I have a dataset which have an xml column and i am trying to export individual xmls as files with filename being in another column using codeworkbook
I filtered the rows i want using below code
def prepare_input(xml_with_debug):
from pyspark.sql import functions as F
filter_column = "key"
filter_value = "test_key"
df_filtered = xml_with_debug.filter(filter_value == F.col(filter_column))
approx_number_of_rows = 1
sample_percent = float(approx_number_of_rows) / df_filtered.count()
df_sampled = df_filtered.sample(False, sample_percent, seed=0)
important_columns = ["key", "xml"]
return df_sampled.select([F.col(c).cast(F.StringType()).alias(c) for c in important_columns])
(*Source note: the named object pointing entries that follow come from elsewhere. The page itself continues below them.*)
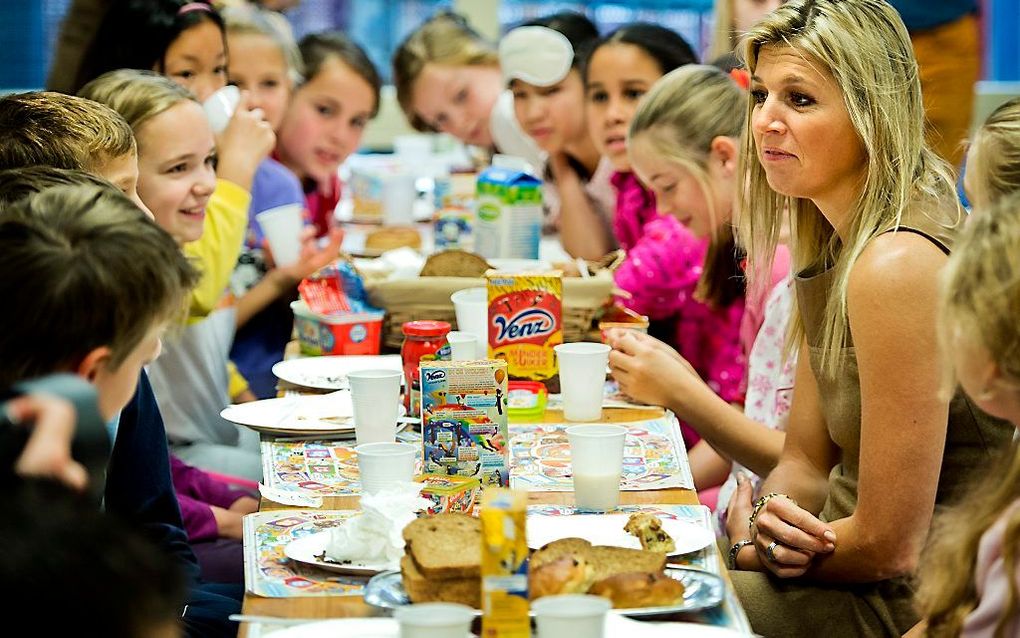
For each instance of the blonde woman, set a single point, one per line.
(836, 133)
(968, 578)
(993, 156)
(448, 81)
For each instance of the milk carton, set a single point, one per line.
(464, 420)
(525, 322)
(508, 221)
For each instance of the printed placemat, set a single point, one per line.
(654, 456)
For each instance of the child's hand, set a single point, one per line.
(245, 142)
(651, 372)
(312, 257)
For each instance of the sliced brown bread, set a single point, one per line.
(454, 263)
(605, 560)
(446, 546)
(419, 589)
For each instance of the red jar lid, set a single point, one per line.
(425, 329)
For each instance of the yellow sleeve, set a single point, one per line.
(236, 383)
(216, 252)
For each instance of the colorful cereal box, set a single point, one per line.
(464, 420)
(504, 572)
(525, 322)
(449, 493)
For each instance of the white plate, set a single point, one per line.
(329, 373)
(608, 530)
(305, 549)
(361, 627)
(296, 415)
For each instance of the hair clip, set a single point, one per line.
(741, 77)
(195, 6)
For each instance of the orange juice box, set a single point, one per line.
(504, 571)
(464, 420)
(525, 322)
(449, 493)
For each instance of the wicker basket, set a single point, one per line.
(428, 298)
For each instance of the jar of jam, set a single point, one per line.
(422, 341)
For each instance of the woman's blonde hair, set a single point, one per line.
(677, 120)
(995, 164)
(866, 48)
(724, 38)
(980, 296)
(445, 39)
(248, 19)
(137, 95)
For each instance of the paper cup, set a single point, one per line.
(435, 620)
(383, 464)
(220, 105)
(463, 346)
(576, 616)
(399, 195)
(282, 227)
(471, 305)
(375, 396)
(597, 464)
(582, 379)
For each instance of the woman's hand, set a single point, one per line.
(651, 372)
(312, 257)
(788, 537)
(245, 142)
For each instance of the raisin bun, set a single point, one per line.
(640, 589)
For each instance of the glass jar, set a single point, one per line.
(422, 341)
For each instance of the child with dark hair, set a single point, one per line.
(103, 579)
(542, 63)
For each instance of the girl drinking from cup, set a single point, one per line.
(835, 134)
(683, 142)
(968, 575)
(993, 156)
(176, 179)
(326, 118)
(541, 63)
(448, 81)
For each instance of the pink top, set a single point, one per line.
(663, 265)
(992, 585)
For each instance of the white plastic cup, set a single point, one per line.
(399, 195)
(577, 616)
(282, 227)
(435, 620)
(463, 346)
(383, 464)
(471, 305)
(597, 465)
(582, 379)
(375, 397)
(220, 105)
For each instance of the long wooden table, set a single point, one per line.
(352, 606)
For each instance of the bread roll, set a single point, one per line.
(640, 589)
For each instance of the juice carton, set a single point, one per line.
(525, 322)
(509, 213)
(464, 420)
(504, 572)
(449, 493)
(454, 219)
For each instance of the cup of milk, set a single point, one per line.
(597, 464)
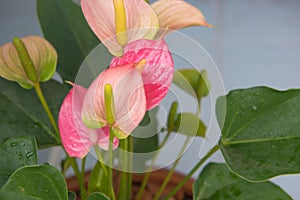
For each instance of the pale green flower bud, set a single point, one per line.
(28, 60)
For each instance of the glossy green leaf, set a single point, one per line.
(64, 25)
(22, 114)
(97, 196)
(15, 153)
(36, 182)
(261, 133)
(193, 82)
(172, 116)
(189, 125)
(98, 180)
(216, 182)
(71, 195)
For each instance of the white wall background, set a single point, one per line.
(253, 43)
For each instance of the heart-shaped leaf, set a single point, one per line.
(190, 125)
(216, 182)
(35, 182)
(97, 196)
(22, 113)
(15, 153)
(71, 195)
(193, 82)
(261, 132)
(98, 180)
(65, 27)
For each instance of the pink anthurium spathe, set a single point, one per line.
(128, 106)
(158, 71)
(76, 138)
(119, 22)
(177, 14)
(106, 16)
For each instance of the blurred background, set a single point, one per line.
(253, 43)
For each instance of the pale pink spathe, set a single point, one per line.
(129, 99)
(76, 138)
(158, 70)
(178, 14)
(141, 21)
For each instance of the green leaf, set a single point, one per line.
(216, 182)
(71, 195)
(22, 114)
(189, 125)
(261, 133)
(65, 27)
(36, 182)
(97, 196)
(193, 82)
(15, 153)
(98, 180)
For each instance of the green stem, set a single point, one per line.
(40, 95)
(124, 175)
(146, 178)
(172, 170)
(129, 181)
(189, 175)
(100, 160)
(83, 167)
(110, 163)
(79, 177)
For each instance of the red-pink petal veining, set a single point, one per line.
(73, 134)
(103, 139)
(129, 99)
(76, 138)
(158, 71)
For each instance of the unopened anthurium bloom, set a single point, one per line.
(28, 60)
(77, 139)
(119, 22)
(128, 104)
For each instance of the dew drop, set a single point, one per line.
(13, 144)
(29, 154)
(20, 156)
(254, 108)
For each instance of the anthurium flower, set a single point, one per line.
(119, 22)
(177, 14)
(158, 71)
(42, 55)
(108, 18)
(129, 105)
(76, 138)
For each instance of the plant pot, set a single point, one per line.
(155, 180)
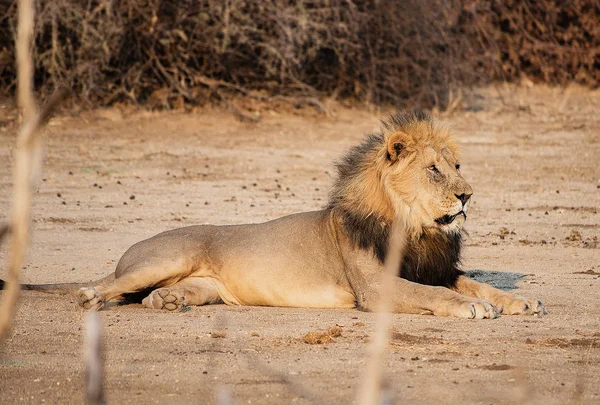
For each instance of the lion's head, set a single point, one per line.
(409, 171)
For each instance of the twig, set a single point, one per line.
(370, 392)
(94, 375)
(27, 159)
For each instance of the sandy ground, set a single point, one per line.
(114, 177)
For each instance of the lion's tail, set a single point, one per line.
(61, 288)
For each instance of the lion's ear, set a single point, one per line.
(396, 143)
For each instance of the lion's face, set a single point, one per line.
(425, 179)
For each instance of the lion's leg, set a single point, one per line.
(189, 291)
(414, 298)
(506, 303)
(133, 279)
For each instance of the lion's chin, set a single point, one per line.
(451, 223)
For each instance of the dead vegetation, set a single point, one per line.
(319, 338)
(170, 53)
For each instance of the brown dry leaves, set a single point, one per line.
(319, 338)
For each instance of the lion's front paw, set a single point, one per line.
(477, 309)
(523, 306)
(164, 298)
(90, 298)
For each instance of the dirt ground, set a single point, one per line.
(114, 177)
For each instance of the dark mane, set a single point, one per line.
(432, 258)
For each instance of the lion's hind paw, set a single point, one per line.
(90, 298)
(165, 298)
(524, 306)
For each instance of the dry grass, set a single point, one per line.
(319, 338)
(170, 53)
(27, 162)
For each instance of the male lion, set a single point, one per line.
(332, 258)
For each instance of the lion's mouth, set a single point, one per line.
(448, 219)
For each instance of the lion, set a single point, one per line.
(408, 171)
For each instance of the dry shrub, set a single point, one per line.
(401, 52)
(319, 338)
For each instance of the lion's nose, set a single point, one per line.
(464, 197)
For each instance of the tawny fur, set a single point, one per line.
(408, 172)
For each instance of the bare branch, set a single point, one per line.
(94, 367)
(370, 392)
(27, 159)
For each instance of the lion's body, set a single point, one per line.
(257, 264)
(408, 173)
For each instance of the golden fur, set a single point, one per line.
(332, 258)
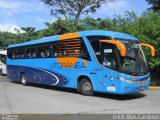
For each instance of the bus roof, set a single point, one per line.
(77, 34)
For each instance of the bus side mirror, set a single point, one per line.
(149, 46)
(119, 44)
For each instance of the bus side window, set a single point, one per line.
(31, 52)
(83, 51)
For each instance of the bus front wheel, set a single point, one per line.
(85, 87)
(24, 79)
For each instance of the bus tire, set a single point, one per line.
(23, 79)
(85, 87)
(1, 72)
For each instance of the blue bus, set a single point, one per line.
(89, 61)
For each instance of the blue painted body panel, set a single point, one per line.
(44, 71)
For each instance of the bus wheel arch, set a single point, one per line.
(84, 85)
(23, 79)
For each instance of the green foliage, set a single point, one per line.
(74, 8)
(155, 5)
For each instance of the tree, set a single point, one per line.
(155, 5)
(28, 30)
(74, 8)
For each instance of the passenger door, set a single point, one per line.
(110, 62)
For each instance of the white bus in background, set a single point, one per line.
(3, 70)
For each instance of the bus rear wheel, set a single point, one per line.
(85, 87)
(23, 79)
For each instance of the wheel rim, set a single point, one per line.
(23, 79)
(87, 87)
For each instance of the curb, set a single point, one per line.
(154, 88)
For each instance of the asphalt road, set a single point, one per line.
(33, 99)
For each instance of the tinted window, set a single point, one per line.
(31, 52)
(20, 53)
(70, 48)
(44, 51)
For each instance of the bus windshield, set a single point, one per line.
(108, 55)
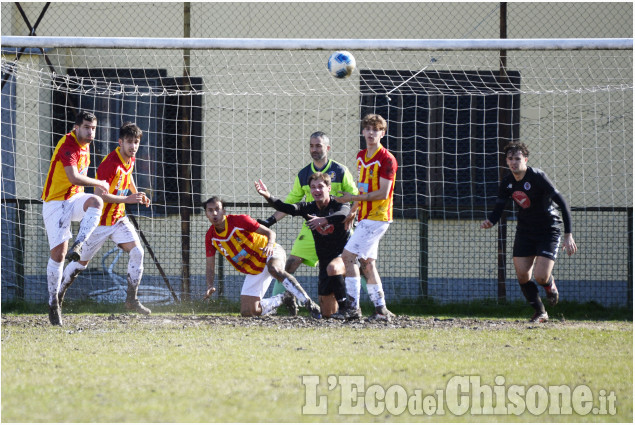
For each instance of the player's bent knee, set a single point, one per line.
(328, 305)
(250, 306)
(94, 202)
It works till here. Now for the last part i tried this in a python task, but was complaining about the parameters (i should have set it up wrongly). But even if it works it will be as a single file i think.
from transforms.api import transform, Input, Output
@transform(
output=Output("/path/to/python_csv"),
my_input=Input("/path/to/input")
)
def my_compute_function(output, my_input):
output.write_dataframe(my_input.dataframe().coalesce(1), output_format="csv", options={"header": "true"})
I am trying to set it up in GUI like below
My question i guess is, what will be the code in the last Python task (write_file) after the prepare input so that i extract individual xmls (And if possible zip them into single file for download)